In my spare time, I enjoy Scottish country dancing, Sacred Harp singing, playing piano and violin, origami, and ultralight backpacking.
Ph.D. in applied mathematics, 2020
Brown University
Solitary waves are localized disturbances in a medium that maintain their shape as they propagate at a constant velocity. I study the existence and stability of multi-pulse solitary waves in Hamiltonian systems such as the fifth-order Korteweg-de Vries equation (KdV5) and the discrete nonlinear Schrodinger equation (DNLS). Multi-pulses are disturbances which resemble multiple, well separated copies of a single solitary wave.
I am interested in how the geometry of a multi-pulse solution determines its spectral stability. My research statement summarizes the work I have done on multi-pulses.

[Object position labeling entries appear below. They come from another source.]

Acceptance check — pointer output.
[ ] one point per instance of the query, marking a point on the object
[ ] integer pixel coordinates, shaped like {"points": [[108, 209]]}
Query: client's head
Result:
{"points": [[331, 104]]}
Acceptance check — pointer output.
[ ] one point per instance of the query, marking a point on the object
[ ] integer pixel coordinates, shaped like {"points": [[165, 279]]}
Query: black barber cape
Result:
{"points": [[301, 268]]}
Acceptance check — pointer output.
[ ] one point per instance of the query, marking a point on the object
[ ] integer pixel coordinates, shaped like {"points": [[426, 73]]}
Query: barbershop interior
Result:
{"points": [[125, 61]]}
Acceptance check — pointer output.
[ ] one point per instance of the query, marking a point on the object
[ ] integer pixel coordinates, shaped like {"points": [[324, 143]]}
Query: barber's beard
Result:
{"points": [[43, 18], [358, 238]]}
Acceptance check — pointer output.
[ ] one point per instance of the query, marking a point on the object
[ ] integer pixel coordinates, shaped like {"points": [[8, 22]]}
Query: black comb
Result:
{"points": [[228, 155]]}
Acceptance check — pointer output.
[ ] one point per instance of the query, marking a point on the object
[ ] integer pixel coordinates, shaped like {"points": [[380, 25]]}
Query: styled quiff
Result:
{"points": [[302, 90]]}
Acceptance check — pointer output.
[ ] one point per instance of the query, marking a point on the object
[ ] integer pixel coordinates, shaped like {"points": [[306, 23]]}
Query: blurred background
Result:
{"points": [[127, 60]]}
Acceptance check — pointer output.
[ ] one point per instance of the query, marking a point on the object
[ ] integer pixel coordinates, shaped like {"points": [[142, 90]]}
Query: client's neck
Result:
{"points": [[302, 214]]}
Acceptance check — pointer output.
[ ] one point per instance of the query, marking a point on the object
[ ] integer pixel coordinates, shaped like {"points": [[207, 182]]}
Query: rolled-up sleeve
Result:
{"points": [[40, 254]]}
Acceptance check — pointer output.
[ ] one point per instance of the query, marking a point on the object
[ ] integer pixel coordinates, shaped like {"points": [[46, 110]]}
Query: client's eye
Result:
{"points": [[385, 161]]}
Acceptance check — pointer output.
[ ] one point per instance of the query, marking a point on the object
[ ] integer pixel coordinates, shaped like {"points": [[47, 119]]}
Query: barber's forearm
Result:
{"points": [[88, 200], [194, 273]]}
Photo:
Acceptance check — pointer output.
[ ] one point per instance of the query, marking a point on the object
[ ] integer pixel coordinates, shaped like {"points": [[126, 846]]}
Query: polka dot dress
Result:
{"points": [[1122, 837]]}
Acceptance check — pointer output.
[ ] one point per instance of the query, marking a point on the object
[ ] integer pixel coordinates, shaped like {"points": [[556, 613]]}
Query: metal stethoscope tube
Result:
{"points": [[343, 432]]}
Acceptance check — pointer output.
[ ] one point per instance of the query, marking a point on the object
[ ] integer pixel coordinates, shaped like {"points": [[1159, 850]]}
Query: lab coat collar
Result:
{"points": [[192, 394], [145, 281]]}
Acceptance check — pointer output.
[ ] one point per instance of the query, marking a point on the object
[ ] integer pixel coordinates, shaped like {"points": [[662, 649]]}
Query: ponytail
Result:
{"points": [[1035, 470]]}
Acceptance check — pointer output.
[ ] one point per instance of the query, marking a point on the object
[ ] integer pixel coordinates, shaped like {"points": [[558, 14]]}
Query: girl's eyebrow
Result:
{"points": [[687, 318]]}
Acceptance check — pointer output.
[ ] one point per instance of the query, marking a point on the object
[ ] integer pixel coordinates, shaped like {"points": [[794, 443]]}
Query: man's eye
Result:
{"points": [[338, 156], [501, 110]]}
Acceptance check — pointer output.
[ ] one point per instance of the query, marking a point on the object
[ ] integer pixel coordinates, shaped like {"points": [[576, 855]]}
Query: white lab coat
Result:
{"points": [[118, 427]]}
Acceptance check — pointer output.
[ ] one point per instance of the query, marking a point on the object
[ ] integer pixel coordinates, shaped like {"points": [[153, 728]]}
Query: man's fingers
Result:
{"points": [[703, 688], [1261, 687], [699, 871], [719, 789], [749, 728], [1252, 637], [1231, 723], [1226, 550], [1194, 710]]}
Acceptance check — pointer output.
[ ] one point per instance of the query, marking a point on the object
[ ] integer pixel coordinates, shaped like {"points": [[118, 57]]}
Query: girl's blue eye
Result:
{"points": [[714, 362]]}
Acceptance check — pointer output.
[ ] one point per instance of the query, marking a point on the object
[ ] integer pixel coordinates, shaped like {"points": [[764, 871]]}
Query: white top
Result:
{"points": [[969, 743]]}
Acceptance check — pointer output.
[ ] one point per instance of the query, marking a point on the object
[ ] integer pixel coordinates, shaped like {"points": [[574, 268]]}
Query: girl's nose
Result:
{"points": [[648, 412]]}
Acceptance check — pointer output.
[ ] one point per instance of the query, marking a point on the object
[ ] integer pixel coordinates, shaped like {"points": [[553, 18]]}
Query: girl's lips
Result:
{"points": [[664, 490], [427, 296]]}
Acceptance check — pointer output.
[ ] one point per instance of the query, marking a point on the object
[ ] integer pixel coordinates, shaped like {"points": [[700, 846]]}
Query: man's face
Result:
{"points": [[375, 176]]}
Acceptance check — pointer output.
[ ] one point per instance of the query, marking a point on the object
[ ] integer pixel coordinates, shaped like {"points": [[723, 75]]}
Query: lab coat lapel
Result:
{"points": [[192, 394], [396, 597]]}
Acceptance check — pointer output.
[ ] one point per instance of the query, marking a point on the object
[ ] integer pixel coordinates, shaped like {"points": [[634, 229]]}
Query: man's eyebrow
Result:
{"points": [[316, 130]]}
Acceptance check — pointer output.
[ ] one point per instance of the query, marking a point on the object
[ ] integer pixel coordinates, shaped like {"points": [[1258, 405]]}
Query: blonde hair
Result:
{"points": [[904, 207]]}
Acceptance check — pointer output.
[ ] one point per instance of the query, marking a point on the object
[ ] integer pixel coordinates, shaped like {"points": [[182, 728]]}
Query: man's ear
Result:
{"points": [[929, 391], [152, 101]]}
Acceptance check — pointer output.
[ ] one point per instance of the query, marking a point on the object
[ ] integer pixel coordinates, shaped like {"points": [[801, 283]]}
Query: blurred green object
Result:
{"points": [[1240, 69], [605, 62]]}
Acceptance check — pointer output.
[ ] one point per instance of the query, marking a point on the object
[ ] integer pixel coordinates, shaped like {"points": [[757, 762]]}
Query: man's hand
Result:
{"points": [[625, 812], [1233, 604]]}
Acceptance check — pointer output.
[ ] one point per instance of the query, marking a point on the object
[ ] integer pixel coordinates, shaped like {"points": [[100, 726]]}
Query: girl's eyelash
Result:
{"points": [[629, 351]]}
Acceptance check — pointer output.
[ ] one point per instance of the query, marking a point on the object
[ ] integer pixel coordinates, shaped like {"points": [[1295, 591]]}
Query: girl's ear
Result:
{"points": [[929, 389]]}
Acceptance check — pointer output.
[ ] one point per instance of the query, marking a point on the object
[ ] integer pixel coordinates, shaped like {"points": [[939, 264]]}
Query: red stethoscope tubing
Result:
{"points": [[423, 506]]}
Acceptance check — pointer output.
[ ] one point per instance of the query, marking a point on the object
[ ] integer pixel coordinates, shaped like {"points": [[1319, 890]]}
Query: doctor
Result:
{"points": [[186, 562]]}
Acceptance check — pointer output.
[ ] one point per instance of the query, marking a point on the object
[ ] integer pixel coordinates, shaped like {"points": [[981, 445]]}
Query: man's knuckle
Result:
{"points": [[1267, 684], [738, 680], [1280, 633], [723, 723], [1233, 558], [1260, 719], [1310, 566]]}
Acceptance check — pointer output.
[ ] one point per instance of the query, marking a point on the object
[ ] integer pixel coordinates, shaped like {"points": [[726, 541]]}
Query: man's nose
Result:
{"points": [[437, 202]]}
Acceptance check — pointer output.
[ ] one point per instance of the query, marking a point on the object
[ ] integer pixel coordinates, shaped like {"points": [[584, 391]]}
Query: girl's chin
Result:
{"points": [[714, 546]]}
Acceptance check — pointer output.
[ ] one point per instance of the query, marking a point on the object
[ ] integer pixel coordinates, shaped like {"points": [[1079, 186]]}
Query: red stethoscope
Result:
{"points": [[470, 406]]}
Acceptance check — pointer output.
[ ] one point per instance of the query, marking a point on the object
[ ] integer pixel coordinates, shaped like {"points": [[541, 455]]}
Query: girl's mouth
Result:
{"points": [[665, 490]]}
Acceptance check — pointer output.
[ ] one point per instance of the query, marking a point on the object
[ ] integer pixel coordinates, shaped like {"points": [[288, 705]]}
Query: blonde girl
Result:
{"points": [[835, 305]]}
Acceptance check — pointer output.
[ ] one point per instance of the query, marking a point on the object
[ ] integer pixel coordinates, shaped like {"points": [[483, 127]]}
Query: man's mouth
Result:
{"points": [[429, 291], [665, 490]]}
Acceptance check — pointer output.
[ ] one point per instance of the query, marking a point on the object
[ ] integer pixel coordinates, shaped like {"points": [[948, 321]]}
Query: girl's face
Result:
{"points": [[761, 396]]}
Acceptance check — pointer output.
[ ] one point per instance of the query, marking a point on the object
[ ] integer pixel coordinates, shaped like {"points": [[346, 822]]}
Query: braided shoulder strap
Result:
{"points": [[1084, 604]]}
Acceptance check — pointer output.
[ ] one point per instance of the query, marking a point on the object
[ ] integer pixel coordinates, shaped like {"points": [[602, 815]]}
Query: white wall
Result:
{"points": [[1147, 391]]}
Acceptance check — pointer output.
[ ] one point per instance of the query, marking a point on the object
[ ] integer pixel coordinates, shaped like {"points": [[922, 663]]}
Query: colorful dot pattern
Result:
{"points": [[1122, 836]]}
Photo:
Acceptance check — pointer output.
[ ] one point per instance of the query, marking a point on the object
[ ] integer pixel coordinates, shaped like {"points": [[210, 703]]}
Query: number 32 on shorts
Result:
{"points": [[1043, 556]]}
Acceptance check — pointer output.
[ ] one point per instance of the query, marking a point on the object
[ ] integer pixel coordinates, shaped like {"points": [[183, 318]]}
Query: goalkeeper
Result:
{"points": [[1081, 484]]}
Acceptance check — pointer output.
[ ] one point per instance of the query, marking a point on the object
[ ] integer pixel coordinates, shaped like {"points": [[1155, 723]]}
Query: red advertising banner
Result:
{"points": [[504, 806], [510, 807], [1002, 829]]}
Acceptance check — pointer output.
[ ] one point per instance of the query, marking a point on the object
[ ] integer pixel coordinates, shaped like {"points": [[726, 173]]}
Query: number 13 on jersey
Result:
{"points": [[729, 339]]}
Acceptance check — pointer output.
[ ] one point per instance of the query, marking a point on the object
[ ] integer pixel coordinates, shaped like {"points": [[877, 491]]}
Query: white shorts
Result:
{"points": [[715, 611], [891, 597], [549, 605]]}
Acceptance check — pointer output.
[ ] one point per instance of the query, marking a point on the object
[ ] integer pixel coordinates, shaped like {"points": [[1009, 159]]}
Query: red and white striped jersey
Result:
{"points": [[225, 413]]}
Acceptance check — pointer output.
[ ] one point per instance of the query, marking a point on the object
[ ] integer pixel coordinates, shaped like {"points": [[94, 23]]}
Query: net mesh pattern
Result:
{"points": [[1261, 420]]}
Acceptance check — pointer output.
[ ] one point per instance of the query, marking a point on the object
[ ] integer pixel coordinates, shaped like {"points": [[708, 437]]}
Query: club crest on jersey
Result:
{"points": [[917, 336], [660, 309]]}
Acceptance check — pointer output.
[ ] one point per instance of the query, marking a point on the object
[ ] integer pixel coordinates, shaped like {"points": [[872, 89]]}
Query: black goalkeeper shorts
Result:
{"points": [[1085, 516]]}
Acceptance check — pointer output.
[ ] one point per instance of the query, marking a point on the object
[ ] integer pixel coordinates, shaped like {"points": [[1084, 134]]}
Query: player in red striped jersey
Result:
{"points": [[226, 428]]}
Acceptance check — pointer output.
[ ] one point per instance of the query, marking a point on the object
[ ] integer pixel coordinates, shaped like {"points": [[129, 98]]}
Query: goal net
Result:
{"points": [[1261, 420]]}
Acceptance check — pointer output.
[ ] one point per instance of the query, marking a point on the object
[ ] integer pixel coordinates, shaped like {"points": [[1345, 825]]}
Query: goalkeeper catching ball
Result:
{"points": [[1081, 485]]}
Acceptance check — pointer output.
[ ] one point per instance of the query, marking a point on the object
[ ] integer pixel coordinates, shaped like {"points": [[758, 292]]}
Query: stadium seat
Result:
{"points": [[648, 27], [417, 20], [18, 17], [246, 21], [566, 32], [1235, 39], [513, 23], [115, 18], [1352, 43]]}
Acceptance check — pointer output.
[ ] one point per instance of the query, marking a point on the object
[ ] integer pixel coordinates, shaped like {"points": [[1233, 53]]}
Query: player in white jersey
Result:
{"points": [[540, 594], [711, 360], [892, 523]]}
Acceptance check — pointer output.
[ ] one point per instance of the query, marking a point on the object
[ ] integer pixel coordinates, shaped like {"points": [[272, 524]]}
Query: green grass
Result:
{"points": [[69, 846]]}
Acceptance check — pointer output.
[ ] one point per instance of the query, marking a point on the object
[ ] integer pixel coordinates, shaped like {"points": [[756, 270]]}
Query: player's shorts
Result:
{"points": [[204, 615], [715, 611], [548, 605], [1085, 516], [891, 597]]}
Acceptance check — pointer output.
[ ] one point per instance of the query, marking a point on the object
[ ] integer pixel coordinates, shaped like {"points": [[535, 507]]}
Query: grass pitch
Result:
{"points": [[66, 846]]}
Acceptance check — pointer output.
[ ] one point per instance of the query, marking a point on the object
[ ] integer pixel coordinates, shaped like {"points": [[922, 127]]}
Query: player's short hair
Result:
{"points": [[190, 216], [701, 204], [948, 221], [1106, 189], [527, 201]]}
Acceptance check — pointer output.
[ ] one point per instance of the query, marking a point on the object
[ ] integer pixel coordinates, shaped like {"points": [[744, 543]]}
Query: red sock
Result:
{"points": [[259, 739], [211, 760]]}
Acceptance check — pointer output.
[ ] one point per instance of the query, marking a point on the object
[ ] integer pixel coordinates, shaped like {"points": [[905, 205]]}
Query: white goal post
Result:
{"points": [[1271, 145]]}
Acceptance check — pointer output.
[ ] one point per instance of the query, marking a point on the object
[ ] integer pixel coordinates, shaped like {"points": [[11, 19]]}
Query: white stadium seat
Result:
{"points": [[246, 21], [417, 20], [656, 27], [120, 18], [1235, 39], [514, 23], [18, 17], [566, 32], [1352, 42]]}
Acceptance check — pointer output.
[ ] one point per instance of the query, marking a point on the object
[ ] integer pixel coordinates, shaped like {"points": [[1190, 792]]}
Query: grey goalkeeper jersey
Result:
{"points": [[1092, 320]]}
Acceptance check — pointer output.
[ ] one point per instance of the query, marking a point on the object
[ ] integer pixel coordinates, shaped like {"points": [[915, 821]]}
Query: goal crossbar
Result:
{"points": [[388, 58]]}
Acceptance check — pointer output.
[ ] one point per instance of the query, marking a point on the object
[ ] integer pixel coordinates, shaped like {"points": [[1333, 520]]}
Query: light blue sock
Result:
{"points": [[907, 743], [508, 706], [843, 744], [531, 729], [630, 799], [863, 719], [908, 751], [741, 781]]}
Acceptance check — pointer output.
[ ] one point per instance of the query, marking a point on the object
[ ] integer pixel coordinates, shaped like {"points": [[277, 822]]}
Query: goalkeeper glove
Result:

AUTO is a publicly available software package used for continuation and bifurcation problems in ordinary differential equations and dynamical systems. It was written in 1980 and has been continually updated and maintained since then. Docker is a platform that delivers OS-level virtualization via packages called containers. Running AUTO in a Docker container allows the software to be run in a standard environment which is consistent across all platforms. You no longer have to install AUTO on your system. Interfacing with AUTO can be done using both the command line and Jupyter notebooks. This package contains Jupyter notebooks for most of the AUTO demos. These notebooks interface with AUTO to run the relevant demos, as well as plot the resulting solutions and bifurcation diagrams.